There is a confluence of factors that effect whether or not one admits new facts / beliefs / theories into their corpus of belief. Many of which are domain and situation specific so it would be impossible to sum it all up in these short comments! That said, a very common strategy employed in good science is to make “risky predictions”* and to concoct experiments to find out whether those predictions pan out. As more and more “risky” predictions result in success one naturally (and rationally) starts to believe that they really have something going with the theory or whatever else they are testing.
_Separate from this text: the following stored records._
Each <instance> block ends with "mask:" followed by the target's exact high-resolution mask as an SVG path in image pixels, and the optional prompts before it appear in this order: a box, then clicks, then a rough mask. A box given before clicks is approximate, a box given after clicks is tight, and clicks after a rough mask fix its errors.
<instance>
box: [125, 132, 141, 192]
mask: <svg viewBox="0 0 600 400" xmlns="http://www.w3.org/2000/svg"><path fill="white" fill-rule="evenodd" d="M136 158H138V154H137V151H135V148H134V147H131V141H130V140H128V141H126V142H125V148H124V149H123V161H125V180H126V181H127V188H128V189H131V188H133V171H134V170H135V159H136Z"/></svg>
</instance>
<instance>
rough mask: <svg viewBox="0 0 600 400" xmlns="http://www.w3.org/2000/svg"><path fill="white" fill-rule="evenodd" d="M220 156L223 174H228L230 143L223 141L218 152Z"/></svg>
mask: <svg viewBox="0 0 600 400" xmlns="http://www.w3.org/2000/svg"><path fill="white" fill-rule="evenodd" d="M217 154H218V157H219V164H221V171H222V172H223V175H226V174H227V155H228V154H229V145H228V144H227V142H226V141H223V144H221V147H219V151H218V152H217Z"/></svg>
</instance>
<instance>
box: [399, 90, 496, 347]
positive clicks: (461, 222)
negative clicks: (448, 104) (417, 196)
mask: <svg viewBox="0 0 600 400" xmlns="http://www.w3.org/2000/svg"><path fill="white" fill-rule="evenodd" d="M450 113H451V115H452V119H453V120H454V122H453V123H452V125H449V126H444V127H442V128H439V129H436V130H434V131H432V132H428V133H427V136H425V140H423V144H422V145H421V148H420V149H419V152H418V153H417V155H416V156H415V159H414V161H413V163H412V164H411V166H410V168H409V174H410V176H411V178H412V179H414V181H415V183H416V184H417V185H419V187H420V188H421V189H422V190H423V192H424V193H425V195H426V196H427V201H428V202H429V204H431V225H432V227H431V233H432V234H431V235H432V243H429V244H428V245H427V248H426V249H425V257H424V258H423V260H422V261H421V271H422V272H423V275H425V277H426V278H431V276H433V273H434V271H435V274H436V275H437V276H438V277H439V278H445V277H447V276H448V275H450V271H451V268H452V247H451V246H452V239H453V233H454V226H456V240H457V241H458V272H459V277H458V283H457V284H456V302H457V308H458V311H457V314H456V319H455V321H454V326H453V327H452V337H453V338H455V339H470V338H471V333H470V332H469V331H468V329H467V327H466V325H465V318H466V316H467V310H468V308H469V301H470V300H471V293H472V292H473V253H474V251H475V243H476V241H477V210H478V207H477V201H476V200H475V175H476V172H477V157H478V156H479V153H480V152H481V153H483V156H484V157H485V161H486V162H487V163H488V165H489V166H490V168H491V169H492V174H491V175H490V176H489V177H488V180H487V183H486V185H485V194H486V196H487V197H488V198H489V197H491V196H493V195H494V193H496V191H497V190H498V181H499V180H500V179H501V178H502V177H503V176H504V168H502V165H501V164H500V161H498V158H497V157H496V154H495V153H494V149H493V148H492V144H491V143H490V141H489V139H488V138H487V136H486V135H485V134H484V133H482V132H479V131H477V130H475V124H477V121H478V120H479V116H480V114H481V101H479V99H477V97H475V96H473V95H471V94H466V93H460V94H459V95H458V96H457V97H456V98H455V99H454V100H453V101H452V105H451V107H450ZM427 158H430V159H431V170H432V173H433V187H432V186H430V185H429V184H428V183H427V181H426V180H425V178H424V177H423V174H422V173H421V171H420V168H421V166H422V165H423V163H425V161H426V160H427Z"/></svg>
An alternative preferred by many (most?) researchers in some fields: gathering some data for some vague reason (that has multiple paths to map to the data) and check for a direction of effect utilizing significance. Now, which one seems more persuasive to you: A) when you make risky predictions and confirm that they pan out in the lab or B) by a vague collection regime combined with a flimsy significance test for direction?
The risky part being unlikely sans the theory or whatever you are testing. Note: this is covered in great detail by the writings of Paul E. Meehl. One of his best is here and I recommend it to you: https://meehl.umn.edu/sites/meehl.umn.edu/files/files/113theoreticalrisks.pdf
Andrew:
I’ve learned a lot from your posts on psychology’s reproducibility crisis and the shoddy methods that permeate so much of the psych literature. What would you say to students who hope to become productive psych researchers without making the same mistakes as people like Cuddy, Kanazawa, and the many researchers who routinely produce papers like this one? Is a thorough schooling in stats the best preparation for hopeful future scientists? The message I’ve taken away from what I’ve learned about bad science can be summed up as “Don’t do what those guys did.” What would you add to that?